Parag Srivastava, partner at Bombay Law Chambers, highlights the complexity of detecting fund diversions. 
“Sebi’s action in Gensol followed a complaint in June 2024 and a detailed investigation involving multiple entities and physical verifications,” he explains. The delay, he argues, stems from the intricate nature of these schemes, not regulatory loopholes. 
To prevent such cases, Srivastava suggests mandatory disclosures of fund utilisation, stronger whistleblower mechanisms, and artificial intelligence (AI)-driven data analysis to flag suspicious transacti­ons. He also proposes strengthening the Investor Protection Fund (IPF) to compensate affected shareholders, and limiting prolonged litigation by streamlining appeals. 
Shiju PV, senior partner at IndiaLaw, New Delhi, takes a broader view, attributing fund diversions to systemic failures across audits, lending practices, corporate governance, and regulatory oversight. 
“Auditors lack forensic expertise, lenders disburse loans without robust monitoring, and boards fail in their fiduciary duties,” he says. 
He points to dual-regulated entities like Religare, which slip through cracks due to fragmented oversight by Sebi and RBI. To address this, Shiju advocates mandatory forensic audits, real-time loan monitoring, stricter accountability for auditors and directors, and enhanced inter-regulatory coordination. 
“Swift enforcement and deterrent penalties are essential to break the culture of impunity,” he asserts. 
Investors’ plight 
For investors, these scandals are a nightmare. 
After Sebi’s crackdown, stocks, such as Gensol’s, crash and often hit lower circuits for days, leaving shareholders trapped. In Zee’s case, too, its stock came crashing down, hurting several retail and institutional investors such as mutual funds. 
“There may be other cases similar to Gensol’s, which have yet to be uncovered,” says Shriram Subramanian, founder of InGovern Research, a Bengaluru-headquartered voting recommendation and governance firm. “Investors, both institutional and venture capital firms, need to be vigilant. They should actively look for indicators that raise concerns, and conduct thorough research. This due diligence can help build confidence among retail investors.”
 
Prolonged litigation, as seen in Zee and Religare, further erodes investor confidence, with settlements often leaving shareholders shortchanged. 
Srivastava suggests temporary trading halts or class-action lawsuits to empower investors, while Pande stresses that post-facto litigation yields little. He instead urges preventive due diligence by lenders. 
The experts agree on one thing: Prevention is better than cure. 

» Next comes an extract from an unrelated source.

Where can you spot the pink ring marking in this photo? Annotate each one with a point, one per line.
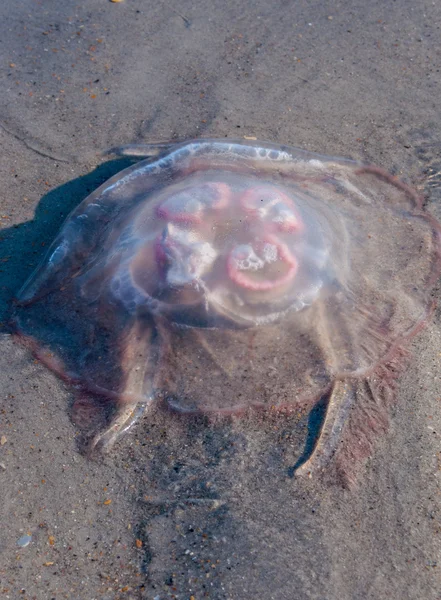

Strengthening forensic audits, enhancing whistleblower protections, and using AI for real-time transaction monitoring could catch diversions early. Lenders must prioritise due diligence and end-use monitoring, while regulators like Sebi and RBI need to collaborate to plug oversight gaps. 
Swift enforcement, as Shiju emphasises, is critical to deter future frauds. For investors, an empowered Investor Protection Fund and streamlined legal recourse could mitigate losses. 
India is the world’s fifth-largest stock market, so restoring trust in it is paramount. Scandals such as these serve as a wakeup call. Without systemic reforms, the cycle of corporate greed will continue, leaving investors to suffer the consequences of promoter excesses.